I would really segment Brazil, from the rest of Latin America right now. I would say that Brazil is in a recession. But if you look at the rest of Latin America, its growth rates are actually higher than the U.S. So if you look at Columbia, Chile, Mexico -- Panama is growing at I think about 7%. Dominican Republic is growing, so I would segment Brazil from the rest. So for the rest, I think in most places, yes, there definitely is a market. Even in a place like Argentina, we're seeing greater investor interest, because a lot of the moves that the government has taken, are seen very favorably. I personally was down in Argentina. I can say, it's one of the most impressive executive teams I've seen anywhere, anytime. So they've already started to liberalize tariffs and rationalize prices. But if you get to Brazil itself, I think that these assets are definitely sellable. I think it depends on the asset. There is still appetite. There is still local groups who have the capacity to buy this. There is still a lot of plays of consolidation in the sector and you have foreign investors. You have Italians, Spanish investors, who are on the look-out -- and French who are on the look-out for assets. So I would say that even though Brazil is the market that's not growing and at the same time I think for quality assets, there are definitely buyers. The price may not be what it was two years ago for sure, but again, that's reflected in market valuations.

Operator

Operator

Our next question will come from Gregg Orrill from Barclays. Please go ahead.

Gregg Orrill

Analyst

Just to follow-up on the Bulgaria discussion, what's in your 2016 earnings guidance from Bulgaria?

Tom O'Flynn

Management

Yes, 2016 has an expectation that we settle here in the near term which would be our 14% reduction in tariff. So just from a PTC perspective and the PTC for the year is about $90 million to $100 million which is a little bit down from last year. I think last year, PTC was around[$115 million, $120 million. So it's a little bit down this year. Just from a pure PTC perspective, actually delay in the resolution payment and closing of our PPA adjustment helps PTC. Obviously, a top priority is to get that done -- which gets us on the right path forward and obviously helps proportional free cash flow and parent free cash flow, but bottom line this year it's about[$90 million, $95 million PTC

Gregg Orrill

Analyst

So is the read that you feel your cash flow assumption is conservative?

Tom O'Flynn

Management

I'd say in that respect, yes, our proportional free cash flow assumption would be conservative. It's a fairly modest amount that we have included, if you look at our mid-point, would be a fairly modest Bulgaria amount. So yes, if that gets done and Andres gave some color that the signs are certainly turning towards the positive here.
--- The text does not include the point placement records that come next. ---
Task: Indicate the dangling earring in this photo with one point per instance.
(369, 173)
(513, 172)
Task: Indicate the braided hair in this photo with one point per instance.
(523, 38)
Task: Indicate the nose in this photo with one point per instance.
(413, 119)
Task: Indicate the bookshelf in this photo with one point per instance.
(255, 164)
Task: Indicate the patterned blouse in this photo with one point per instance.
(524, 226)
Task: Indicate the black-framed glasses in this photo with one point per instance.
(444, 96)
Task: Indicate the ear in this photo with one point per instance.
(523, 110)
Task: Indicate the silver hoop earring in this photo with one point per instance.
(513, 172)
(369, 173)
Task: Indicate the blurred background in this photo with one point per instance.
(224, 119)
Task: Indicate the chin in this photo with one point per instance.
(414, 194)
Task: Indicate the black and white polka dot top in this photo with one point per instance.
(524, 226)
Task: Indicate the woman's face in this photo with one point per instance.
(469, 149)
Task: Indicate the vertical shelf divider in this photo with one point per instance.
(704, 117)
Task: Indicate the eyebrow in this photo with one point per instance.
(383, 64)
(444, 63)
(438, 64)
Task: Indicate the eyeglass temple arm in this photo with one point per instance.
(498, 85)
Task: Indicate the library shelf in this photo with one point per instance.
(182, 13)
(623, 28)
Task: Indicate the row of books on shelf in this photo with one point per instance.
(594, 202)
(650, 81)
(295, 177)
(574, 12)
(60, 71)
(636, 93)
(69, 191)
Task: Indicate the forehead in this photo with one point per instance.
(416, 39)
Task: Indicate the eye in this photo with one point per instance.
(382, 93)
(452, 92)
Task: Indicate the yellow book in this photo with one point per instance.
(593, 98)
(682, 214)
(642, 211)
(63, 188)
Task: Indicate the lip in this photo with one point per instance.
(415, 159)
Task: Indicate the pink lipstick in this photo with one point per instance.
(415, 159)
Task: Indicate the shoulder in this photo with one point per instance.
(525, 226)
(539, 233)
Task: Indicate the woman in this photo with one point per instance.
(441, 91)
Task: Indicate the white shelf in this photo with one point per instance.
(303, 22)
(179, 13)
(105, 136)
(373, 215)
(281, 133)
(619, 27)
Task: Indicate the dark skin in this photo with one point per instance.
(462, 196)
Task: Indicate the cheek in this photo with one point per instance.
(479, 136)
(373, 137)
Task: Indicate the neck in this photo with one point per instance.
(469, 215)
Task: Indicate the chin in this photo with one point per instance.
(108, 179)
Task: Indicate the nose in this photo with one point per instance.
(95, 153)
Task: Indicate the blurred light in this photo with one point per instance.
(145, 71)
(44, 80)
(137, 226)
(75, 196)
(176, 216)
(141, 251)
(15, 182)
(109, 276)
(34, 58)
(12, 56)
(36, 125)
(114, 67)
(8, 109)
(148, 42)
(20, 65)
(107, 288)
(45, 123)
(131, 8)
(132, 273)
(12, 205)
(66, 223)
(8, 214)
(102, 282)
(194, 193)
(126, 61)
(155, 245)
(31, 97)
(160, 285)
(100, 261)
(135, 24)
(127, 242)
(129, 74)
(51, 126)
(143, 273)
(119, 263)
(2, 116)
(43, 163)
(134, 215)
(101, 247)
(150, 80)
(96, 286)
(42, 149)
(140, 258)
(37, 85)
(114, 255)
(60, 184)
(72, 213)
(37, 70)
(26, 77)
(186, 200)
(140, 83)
If that gets done, then we could well be towards the higher end of our proportional free cash flow range.

Operator

Operator

Ladies and gentlemen, this will conclude our question and answer session. I would like to turn the conference back over to Ahmed Pasha for any closing remarks.

Ahmed Pasha

Management

Thank you, everybody for joining us on today's call. As always, the IR team will be available to answer any questions you have. Thank you and have a nice day.

Operator

Operator

The conference has now concluded. Thank you for attending today's presentation. You may now disconnect.